An academic article that analyzes Zadie Smith’s novel ‘White Teeth’ (2000) through a Marxist and postcolonial lens. The author introduces the theoretical concept of ‘double alienation’ to explain how immigrant characters experience simultaneous marginalization due to both their working-class status and their identity as colonial subjects in the British ‘colonial center.’

Key Insights

What if you woke up one day and realized that the very language you speak, the clothes you wear, and the God you pray to are all tools you are using to hide from a society that refuses to truly see you? Imagine a world where your identity is a battleground between who you are and who you are forced to become just to survive.

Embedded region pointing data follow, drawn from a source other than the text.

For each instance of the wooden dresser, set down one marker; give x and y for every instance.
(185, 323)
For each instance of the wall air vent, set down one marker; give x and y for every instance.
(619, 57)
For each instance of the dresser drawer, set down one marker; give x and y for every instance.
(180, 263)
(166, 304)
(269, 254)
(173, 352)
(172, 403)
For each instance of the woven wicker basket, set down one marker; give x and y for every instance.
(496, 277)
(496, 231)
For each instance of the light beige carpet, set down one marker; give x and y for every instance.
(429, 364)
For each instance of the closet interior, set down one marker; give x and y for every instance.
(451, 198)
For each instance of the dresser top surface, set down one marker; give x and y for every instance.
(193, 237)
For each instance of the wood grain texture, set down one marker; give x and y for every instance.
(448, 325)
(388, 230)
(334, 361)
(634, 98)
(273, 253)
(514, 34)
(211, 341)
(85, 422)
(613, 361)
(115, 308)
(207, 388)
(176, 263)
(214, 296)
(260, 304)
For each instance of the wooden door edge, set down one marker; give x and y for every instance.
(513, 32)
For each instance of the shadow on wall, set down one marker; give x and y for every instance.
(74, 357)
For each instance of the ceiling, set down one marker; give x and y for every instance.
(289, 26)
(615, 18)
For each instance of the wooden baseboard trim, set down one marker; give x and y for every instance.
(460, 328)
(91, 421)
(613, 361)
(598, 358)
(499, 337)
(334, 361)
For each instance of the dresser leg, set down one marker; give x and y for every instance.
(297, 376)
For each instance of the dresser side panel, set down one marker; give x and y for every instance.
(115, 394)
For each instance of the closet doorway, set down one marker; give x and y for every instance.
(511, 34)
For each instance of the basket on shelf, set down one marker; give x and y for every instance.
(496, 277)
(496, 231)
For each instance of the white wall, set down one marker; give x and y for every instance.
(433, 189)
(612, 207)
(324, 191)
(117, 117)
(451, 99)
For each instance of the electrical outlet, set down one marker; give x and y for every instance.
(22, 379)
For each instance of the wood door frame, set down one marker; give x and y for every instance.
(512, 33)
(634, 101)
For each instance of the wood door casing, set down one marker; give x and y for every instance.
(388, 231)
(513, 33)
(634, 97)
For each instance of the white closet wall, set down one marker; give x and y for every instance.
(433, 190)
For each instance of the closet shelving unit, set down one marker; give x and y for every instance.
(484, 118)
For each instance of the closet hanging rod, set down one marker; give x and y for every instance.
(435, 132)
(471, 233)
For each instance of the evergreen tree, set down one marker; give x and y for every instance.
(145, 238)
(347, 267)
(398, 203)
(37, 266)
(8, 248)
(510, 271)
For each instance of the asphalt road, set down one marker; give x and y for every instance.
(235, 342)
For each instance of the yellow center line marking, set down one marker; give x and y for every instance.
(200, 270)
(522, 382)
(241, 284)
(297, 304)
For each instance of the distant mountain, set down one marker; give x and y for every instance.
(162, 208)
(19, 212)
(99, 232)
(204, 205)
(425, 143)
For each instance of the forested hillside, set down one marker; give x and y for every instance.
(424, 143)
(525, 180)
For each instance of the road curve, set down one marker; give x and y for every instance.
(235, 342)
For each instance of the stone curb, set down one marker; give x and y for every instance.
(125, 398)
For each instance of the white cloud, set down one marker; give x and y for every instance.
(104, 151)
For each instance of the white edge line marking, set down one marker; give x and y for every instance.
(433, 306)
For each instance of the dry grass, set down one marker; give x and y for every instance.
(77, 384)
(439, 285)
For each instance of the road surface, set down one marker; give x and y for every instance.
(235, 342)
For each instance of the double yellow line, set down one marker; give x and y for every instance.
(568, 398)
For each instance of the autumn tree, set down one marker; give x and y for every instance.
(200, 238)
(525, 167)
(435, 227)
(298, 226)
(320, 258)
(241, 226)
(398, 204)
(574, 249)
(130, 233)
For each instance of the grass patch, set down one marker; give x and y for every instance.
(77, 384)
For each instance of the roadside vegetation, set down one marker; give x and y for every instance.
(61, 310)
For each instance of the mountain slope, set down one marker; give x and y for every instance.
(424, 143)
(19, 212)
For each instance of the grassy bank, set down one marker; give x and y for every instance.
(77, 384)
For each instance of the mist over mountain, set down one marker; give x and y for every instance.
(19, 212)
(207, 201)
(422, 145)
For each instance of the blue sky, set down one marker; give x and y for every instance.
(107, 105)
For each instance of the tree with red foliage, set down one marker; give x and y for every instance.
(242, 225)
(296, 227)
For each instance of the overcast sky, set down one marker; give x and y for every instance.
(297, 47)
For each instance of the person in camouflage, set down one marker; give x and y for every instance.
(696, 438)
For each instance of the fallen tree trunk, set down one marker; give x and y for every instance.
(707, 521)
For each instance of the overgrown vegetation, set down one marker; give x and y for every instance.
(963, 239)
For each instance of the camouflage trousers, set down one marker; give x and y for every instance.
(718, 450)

In *Zadie Smith’s White Teeth: The Interpellation of the Colonial Subject in Multicultural Britain*, author Sercan Hamza Bağlama argues that immigrants in Britain suffer from “double alienation”—they are trapped by both the poverty of their working-class lives and the invisible weight of being outsiders in a former colonial empire. Simply put, these characters are struggling to find a home in a country that treats them like ghosts.

Bağlama, an academic deeply invested in the intersection of postcolonial identity and Marxism, meticulously maps how characters like Samad and Millat Iqbal navigate this impossible landscape. He highlights their desperate “escape mechanisms.” At one point, the author writes, “These characters exist in a zone of nonbeing.” This matters because it captures the psychological hollow left by systemic exclusion—the feeling that one has no solid ground to stand on.

Whether it is Magid attempting to erase his heritage by mimicking the British elite, or Millat embracing religious militancy to demand the visibility he is denied, their actions are reactive. Critics might argue that these characters have agency and choose their paths freely, but Bağlama counters that their “resistance” is merely a performance—one that ultimately reinforces the very colonial hierarchies they wish to dismantle.

Is there any true escape from this cycle of self-erasure, or are these characters destined to remain shadows in their own lives? This work is a piercing look at the cost of belonging. It is a vital read for anyone wanting to understand why the immigrant experience is so often a fractured, beautiful, and heartbreaking journey toward an identity that remains just out of reach.